Parece increíble que a estas alturas grupos religiosos -una facción de uno de ellos, en realidad- agredan a otros por sus creencias. El episodio de las protestas, agresiones físicas y destrucción de imágenes en las afueras de un templo católico en Guayaquil nos retrotrae a las peores épocas de un oscurantismo religioso hace rato superado en el Ecuador. El Estado ecuatoriano es laico desde tiempos de Eloy Alfaro y, más allá de la separación de la Iglesia y el Estado, que funcionó en el siglo XIX, la Constitución garantiza la libertad de creencias de las personas, así como la profesión de fe a libre voluntad.
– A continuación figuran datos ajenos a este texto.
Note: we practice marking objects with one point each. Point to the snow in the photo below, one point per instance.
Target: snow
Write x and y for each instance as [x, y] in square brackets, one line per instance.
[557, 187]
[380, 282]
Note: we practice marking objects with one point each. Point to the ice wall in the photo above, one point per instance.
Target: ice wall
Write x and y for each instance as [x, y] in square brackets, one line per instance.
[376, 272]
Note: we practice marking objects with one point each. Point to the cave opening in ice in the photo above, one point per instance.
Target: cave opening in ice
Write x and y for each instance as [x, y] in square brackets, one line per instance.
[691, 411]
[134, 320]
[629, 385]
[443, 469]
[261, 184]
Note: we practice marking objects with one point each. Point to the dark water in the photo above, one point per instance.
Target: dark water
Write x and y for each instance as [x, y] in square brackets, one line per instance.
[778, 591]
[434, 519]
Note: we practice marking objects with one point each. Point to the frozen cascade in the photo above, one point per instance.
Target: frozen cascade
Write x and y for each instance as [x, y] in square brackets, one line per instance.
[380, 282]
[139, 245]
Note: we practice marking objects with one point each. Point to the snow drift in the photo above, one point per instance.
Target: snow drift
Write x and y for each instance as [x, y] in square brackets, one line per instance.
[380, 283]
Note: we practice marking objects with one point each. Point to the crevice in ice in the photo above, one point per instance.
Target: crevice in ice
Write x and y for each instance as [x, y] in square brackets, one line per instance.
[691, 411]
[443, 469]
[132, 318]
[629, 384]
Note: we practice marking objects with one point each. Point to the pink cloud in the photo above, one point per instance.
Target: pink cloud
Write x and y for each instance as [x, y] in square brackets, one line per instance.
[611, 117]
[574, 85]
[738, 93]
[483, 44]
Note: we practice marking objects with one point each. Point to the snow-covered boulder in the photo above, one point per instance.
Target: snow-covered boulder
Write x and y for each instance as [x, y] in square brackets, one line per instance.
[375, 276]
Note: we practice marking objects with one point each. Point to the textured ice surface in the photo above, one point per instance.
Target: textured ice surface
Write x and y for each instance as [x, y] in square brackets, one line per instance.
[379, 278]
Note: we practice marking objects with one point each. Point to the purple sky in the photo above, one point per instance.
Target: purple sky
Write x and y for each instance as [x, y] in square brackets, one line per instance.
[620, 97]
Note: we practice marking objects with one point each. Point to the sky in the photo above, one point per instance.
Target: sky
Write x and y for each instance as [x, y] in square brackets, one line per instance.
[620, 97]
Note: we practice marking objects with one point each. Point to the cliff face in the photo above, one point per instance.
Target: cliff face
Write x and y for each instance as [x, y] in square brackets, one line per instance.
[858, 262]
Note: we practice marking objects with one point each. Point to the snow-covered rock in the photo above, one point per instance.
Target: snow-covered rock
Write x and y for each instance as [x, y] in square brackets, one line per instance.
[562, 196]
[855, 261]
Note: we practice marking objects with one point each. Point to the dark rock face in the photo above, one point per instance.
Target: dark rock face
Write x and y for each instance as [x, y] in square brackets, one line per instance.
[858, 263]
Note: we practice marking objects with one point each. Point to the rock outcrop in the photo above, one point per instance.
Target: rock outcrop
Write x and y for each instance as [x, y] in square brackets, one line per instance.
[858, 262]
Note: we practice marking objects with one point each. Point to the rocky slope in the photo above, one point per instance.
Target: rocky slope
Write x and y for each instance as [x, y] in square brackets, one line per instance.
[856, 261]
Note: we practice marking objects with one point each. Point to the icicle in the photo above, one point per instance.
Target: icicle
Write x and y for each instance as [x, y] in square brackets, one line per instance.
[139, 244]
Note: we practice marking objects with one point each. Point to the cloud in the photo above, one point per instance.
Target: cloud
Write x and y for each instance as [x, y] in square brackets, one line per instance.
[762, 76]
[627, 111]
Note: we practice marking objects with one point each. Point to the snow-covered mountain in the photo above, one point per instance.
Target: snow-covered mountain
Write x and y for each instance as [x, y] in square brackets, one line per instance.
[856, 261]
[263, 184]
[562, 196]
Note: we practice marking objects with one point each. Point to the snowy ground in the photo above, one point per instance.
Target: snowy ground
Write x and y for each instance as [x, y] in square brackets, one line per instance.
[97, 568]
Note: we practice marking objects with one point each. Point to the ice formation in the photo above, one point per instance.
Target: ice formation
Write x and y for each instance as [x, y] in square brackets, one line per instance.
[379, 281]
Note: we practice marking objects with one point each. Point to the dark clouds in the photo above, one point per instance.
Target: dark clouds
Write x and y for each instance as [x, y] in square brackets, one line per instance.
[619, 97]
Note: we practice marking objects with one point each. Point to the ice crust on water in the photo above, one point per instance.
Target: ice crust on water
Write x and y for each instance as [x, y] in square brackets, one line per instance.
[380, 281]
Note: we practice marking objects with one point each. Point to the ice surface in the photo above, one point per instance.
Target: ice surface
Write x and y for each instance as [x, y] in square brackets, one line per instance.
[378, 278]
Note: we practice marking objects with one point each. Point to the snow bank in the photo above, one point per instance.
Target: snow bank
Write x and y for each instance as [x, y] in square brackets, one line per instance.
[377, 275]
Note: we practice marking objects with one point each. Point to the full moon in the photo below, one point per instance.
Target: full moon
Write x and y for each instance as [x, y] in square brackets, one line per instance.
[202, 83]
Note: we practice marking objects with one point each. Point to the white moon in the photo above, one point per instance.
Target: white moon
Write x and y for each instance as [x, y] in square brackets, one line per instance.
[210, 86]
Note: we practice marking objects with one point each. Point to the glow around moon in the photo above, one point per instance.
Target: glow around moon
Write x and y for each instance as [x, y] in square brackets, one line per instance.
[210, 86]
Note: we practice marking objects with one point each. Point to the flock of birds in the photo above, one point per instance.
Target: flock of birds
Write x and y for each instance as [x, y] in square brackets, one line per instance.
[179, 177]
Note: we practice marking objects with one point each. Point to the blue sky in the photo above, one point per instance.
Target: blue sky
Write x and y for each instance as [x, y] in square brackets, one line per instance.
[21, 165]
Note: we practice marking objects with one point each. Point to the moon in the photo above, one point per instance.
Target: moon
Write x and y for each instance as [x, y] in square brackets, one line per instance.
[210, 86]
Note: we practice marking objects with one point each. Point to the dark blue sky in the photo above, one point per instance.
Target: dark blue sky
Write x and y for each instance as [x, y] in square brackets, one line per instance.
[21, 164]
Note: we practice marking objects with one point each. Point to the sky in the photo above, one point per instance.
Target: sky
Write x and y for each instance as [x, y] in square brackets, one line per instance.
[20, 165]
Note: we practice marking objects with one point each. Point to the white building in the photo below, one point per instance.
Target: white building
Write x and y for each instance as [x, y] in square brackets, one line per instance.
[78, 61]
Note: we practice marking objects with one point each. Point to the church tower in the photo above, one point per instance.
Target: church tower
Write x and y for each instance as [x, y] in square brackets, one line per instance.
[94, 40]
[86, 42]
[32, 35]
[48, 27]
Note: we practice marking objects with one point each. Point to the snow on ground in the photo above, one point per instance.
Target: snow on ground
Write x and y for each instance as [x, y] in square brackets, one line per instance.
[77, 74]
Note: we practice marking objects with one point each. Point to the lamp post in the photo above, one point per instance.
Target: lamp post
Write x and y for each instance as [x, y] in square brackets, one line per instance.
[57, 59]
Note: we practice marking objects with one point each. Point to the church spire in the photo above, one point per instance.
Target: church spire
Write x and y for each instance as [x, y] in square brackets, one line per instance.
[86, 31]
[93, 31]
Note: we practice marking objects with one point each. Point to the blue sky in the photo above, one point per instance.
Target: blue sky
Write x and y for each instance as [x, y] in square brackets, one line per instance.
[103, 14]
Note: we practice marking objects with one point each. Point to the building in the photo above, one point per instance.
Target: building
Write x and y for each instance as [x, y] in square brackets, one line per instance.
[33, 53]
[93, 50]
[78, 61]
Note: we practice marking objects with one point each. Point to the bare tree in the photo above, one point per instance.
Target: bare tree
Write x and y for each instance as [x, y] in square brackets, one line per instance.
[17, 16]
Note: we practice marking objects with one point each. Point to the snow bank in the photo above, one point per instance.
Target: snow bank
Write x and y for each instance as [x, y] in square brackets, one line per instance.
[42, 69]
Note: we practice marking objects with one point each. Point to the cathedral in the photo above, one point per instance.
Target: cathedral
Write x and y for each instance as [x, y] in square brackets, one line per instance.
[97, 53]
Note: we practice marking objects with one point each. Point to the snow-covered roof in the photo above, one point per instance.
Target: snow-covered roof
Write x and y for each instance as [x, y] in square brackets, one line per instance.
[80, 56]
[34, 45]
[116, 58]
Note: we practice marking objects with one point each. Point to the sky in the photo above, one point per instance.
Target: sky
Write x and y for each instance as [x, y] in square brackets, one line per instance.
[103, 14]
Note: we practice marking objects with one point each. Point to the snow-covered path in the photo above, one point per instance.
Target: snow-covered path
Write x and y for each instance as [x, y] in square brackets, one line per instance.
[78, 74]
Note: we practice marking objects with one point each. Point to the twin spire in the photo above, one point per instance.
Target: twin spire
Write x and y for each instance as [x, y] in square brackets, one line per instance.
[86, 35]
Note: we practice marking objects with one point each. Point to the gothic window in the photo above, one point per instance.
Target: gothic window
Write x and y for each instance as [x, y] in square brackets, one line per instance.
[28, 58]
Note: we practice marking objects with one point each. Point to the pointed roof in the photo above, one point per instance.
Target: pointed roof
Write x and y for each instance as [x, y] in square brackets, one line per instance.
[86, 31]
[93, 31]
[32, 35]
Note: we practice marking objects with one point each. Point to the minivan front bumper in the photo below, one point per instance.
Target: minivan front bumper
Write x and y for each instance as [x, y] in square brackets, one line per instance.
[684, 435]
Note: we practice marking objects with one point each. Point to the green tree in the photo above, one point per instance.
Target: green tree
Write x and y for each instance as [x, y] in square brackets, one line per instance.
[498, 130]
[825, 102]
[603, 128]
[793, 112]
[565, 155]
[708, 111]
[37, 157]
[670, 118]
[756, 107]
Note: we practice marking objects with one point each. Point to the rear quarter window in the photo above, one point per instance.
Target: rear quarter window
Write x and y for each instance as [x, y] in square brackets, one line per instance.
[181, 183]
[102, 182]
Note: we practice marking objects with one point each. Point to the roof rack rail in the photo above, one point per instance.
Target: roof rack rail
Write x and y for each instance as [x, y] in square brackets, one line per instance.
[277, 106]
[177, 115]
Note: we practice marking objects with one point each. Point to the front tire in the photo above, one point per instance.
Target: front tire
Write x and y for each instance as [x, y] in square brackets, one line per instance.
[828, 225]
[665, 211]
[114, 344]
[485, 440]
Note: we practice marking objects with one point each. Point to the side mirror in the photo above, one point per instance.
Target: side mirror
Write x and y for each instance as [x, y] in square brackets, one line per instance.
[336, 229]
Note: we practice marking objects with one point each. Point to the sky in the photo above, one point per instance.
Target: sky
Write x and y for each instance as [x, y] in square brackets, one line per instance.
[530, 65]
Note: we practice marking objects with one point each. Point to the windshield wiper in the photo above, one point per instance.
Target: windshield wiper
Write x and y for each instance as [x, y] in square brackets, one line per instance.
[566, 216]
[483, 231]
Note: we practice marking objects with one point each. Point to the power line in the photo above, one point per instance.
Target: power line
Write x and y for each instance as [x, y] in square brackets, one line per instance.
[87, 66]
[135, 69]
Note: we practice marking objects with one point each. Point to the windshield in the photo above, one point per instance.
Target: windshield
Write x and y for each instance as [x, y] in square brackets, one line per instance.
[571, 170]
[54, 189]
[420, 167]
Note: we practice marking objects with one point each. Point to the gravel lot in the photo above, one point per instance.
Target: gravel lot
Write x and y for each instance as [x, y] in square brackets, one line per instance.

El Ecuador es un país mayoritariamente católico y en nuestro territorio conviven seguidores de otras corrientes del cristianismo y, además, fieles de otros cultos. Todos ellos merecen un espacio de expresión para divulgar su fe y profesar sus creencias. El episodio aislado pero violento de la semana pasada solo muestra una pequeñísima manifestación inaceptable de intolerancia que raya en la ilegalidad. Romper santos y atacar a los católicos que entraban a la iglesia es un absurdo.
Está claro, no todas las facciones ni sectas cristianas comparten estas reacciones.
Muestra de apertura ha dado el papa Francisco al reunirse con líderes de iglesias evangélicas y hasta escribir un libro -cuando era arzobispo- con un rabino judío. Es un ejemplo que vale la pena seguir.